From the Guidelines
Exophthalmos in Graves' disease is primarily caused by autoimmune inflammation of orbital tissues, and treatment should focus on controlling thyroid function and managing orbital symptoms to prevent vision loss and improve quality of life. The pathogenesis of exophthalmos in Graves' disease involves TSH receptor antibodies targeting orbital fibroblasts, leading to inflammation, glycosaminoglycan production, and fat expansion, which pushes the eye forward 1.
Key Considerations
- Controlling thyroid function is crucial, using antithyroid medications (methimazole 5-30 mg daily or propylthiouracil 100-300 mg daily), radioactive iodine, or thyroidectomy 1.
- For mild exophthalmos, conservative measures include artificial tears, sleeping with head elevated, and smoking cessation 1.
- Moderate to severe cases require medical intervention with selenium supplementation (200 mcg daily) or corticosteroids (oral prednisone 40-60 mg daily, tapered over 2-3 months, or IV methylprednisolone 500 mg weekly for 6 weeks, then 250 mg weekly for 6 weeks) 1.
- Rituximab (1000 mg IV, two doses two weeks apart) or teprotumumab (10 mg/kg first infusion, then 20 mg/kg every 3 weeks for 7 additional infusions) may be used for severe cases 1.
- Orbital decompression surgery is indicated for optic nerve compression, severe proptosis, or when medical therapy fails 1.
Diagnostic Approach
- Imaging modalities such as MRI or CT scans may be used to assess orbital asymmetry and proptosis, particularly if a mass lesion is suspected or if there is concern for intracranial extension 1.
- MRI is preferred for soft tissue characterization, while CT provides useful information about orbital, muscle, and fat volumes and osseous anatomy, particularly when orbital decompression is a surgical consideration 1.
Management and Treatment
- Prompt treatment is essential to prevent vision loss and improve quality of life, and may involve a combination of medical and surgical interventions 1.
- Patients should be counseled on the diagnosis and treatment options, and carefully monitored for vision loss secondary to compressive optic neuropathy or severe exposure keratopathy 1.

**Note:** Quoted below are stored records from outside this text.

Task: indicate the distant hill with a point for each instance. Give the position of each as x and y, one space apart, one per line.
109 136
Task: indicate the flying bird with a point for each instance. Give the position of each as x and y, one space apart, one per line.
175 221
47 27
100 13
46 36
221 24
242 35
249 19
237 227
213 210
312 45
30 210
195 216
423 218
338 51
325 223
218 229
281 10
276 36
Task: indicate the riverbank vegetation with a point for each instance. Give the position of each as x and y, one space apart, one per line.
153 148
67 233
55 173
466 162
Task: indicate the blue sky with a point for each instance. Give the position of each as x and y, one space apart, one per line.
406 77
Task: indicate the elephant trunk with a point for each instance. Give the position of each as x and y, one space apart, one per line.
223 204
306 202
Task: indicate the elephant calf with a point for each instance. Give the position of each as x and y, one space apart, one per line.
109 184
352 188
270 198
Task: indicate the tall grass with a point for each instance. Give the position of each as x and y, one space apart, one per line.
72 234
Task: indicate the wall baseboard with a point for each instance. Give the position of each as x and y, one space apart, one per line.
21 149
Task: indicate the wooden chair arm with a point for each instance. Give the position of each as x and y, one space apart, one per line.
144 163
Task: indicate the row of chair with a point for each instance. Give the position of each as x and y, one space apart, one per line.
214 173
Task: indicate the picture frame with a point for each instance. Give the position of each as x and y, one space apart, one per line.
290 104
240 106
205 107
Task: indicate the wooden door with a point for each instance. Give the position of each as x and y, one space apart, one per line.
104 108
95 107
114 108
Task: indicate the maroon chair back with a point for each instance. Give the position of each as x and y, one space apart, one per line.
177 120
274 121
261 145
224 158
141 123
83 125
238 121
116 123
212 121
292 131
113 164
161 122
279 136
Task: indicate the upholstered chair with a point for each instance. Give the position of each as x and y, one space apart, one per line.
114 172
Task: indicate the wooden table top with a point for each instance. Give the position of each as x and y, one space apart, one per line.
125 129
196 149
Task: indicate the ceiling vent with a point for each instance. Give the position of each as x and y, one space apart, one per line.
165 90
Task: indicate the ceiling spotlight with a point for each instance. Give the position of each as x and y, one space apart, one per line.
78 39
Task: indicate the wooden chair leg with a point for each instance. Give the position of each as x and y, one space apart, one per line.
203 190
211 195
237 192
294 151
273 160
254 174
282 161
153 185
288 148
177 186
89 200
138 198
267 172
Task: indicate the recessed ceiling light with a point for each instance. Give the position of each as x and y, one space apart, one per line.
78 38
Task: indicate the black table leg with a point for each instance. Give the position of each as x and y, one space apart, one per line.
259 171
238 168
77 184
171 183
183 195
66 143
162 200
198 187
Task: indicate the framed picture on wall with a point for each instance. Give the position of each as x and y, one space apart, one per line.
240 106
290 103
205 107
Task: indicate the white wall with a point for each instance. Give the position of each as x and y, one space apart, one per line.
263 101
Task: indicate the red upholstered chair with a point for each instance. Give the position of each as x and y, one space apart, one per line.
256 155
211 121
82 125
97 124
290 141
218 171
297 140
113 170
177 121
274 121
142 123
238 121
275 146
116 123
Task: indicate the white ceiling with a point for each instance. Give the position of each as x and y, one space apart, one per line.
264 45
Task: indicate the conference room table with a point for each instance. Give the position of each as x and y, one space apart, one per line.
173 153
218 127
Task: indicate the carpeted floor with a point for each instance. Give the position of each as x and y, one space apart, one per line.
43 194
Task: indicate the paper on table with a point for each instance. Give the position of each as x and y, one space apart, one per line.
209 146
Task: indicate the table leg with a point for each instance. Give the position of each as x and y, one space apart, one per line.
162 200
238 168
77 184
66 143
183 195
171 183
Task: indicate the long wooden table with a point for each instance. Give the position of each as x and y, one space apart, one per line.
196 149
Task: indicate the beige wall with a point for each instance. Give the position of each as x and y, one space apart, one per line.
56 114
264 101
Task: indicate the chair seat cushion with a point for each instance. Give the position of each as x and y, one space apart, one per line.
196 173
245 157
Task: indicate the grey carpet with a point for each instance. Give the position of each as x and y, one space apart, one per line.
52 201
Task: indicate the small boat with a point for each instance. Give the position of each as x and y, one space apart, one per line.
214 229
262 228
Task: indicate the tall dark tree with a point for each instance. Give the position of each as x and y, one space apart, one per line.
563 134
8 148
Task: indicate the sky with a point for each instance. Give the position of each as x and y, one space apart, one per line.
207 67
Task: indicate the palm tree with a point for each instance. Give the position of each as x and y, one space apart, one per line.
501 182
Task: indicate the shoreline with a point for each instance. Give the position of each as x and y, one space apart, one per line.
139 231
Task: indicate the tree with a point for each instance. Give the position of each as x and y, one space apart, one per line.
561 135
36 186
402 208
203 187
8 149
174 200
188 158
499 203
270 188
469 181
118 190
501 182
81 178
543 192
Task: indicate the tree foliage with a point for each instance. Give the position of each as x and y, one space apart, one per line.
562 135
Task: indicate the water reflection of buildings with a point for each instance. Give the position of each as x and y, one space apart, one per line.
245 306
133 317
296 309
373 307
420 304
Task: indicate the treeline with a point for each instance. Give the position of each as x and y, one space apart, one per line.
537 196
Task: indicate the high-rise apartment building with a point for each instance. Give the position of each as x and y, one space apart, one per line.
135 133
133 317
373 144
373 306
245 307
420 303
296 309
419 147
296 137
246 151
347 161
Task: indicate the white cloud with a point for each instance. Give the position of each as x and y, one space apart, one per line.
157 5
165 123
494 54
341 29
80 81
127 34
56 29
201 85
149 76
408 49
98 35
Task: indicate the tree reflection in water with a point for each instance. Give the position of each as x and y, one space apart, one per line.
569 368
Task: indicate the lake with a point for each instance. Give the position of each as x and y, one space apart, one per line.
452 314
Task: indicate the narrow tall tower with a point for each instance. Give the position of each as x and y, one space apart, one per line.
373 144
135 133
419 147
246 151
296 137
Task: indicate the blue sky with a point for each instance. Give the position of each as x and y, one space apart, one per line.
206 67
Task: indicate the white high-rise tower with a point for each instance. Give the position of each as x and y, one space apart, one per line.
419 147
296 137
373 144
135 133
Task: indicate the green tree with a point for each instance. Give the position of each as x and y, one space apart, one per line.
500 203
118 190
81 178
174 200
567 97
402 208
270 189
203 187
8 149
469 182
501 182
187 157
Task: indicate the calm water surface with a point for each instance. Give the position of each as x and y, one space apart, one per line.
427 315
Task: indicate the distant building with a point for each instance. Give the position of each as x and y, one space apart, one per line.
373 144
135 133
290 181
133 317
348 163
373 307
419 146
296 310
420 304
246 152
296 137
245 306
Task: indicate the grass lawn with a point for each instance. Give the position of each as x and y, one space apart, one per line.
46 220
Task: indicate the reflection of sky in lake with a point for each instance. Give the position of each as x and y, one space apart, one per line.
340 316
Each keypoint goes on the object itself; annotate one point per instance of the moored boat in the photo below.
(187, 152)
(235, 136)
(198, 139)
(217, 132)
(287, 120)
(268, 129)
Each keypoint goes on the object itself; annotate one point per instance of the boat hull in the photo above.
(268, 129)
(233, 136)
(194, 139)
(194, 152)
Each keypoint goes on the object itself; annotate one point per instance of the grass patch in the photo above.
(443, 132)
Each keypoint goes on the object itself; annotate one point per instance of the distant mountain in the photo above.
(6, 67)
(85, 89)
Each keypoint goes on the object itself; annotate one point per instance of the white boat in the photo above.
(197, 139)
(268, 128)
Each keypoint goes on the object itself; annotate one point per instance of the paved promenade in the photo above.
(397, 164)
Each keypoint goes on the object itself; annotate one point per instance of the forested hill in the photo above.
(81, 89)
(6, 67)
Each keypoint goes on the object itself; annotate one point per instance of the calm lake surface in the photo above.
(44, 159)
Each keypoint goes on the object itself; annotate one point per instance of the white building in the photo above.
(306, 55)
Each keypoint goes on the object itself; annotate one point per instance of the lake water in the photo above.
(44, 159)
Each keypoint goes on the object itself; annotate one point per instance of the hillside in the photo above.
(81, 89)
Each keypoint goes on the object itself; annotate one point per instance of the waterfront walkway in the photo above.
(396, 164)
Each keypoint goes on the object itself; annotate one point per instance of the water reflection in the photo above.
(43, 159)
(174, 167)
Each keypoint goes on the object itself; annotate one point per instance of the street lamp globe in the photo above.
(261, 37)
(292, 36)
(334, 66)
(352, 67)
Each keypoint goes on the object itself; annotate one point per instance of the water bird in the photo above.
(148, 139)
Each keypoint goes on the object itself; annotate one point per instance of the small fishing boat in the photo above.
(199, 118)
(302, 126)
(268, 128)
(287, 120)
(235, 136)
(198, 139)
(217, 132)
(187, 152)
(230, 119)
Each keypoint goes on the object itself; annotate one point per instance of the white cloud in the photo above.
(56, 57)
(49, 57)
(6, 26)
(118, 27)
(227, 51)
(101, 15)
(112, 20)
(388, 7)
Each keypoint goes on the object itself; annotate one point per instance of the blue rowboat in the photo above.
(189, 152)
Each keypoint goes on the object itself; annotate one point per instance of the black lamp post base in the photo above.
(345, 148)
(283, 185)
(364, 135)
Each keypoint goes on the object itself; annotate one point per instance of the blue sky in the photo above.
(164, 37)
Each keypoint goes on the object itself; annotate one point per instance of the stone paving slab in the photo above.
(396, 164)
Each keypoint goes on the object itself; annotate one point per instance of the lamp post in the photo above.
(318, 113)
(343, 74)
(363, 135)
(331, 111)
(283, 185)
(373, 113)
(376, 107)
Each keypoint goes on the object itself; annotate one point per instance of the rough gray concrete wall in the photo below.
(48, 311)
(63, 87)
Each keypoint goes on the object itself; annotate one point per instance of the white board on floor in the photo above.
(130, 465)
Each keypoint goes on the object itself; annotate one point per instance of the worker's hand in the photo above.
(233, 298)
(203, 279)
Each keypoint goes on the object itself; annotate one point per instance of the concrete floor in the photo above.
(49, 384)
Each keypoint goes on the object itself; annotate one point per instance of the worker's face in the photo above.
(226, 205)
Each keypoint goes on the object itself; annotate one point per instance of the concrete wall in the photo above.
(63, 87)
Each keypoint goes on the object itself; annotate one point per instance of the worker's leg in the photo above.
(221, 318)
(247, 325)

- Referral to an orbital specialist is recommended for patients with vision-threatening disease, moderate to severe exophthalmos, and/or significant orbital pain related to thyroid eye disease 1.
From the Research
Pathogenesis of Exophthalmos in Graves' Disease
- The pathogenesis of exophthalmos in Graves' disease is characterized by an autoimmune process that affects the orbital tissues, leading to glycosaminoglycan deposition, active inflammatory process, fibrosis of the extra-ocular muscles, and fat accumulation within the orbit 2.
- The candidate orbital autoantigens and the cells involved in the development and progression of Graves' ophthalmopathy include T cells, orbital fibroblasts, and B cells through the production of autoantibodies 2.
- The initiation and propagation of the autoimmune process against such antigens involves a complex action of lymphocytes and auto-antibodies, leading to the clinical manifestations of proptosis, chemosis, periorbital edema, and altered ocular motility 2.
Treatment of Exophthalmos in Graves' Disease
- Most patients with Graves' ophthalmopathy can be treated conservatively, but a few require anti-inflammatory or surgical therapy to relieve symptoms and preserve vision 3.
- Methotrexate therapy may be a useful therapeutic approach in the treatment of isolated Graves ophthalmopathy, particularly in patients who do not respond to oral and intravenous steroids 4.
- Orbital decompression surgery can provide rapid relief of inflammatory changes and improve symptoms in patients with Graves' ophthalmopathy 5.
- Future specific therapies under investigation are aimed against the autoantibodies, the orbital fibroblasts, or the peroxisome proliferator-activated receptor gamma (PPARgamma), which regulates fatty acid storage and glucose metabolism 2.
Clinical Manifestations of Exophthalmos in Graves' Disease
- The clinical manifestations of exophthalmos in Graves' disease include proptosis, chemosis, periorbital edema, and altered ocular motility, as well as conjunctival and eyelid edema and congestion, restricted ocular movement with resultant diplopia, and optic nerve compression leading to compressive optic neuropathy 6.
- The correlation of TSH-Abs levels with Graves' ophthalmopathy activity is used clinically as a marker of disease activity, to aid prediction of the disease course, and to support diagnosis in patients with no clinically significant thyroid disease 2.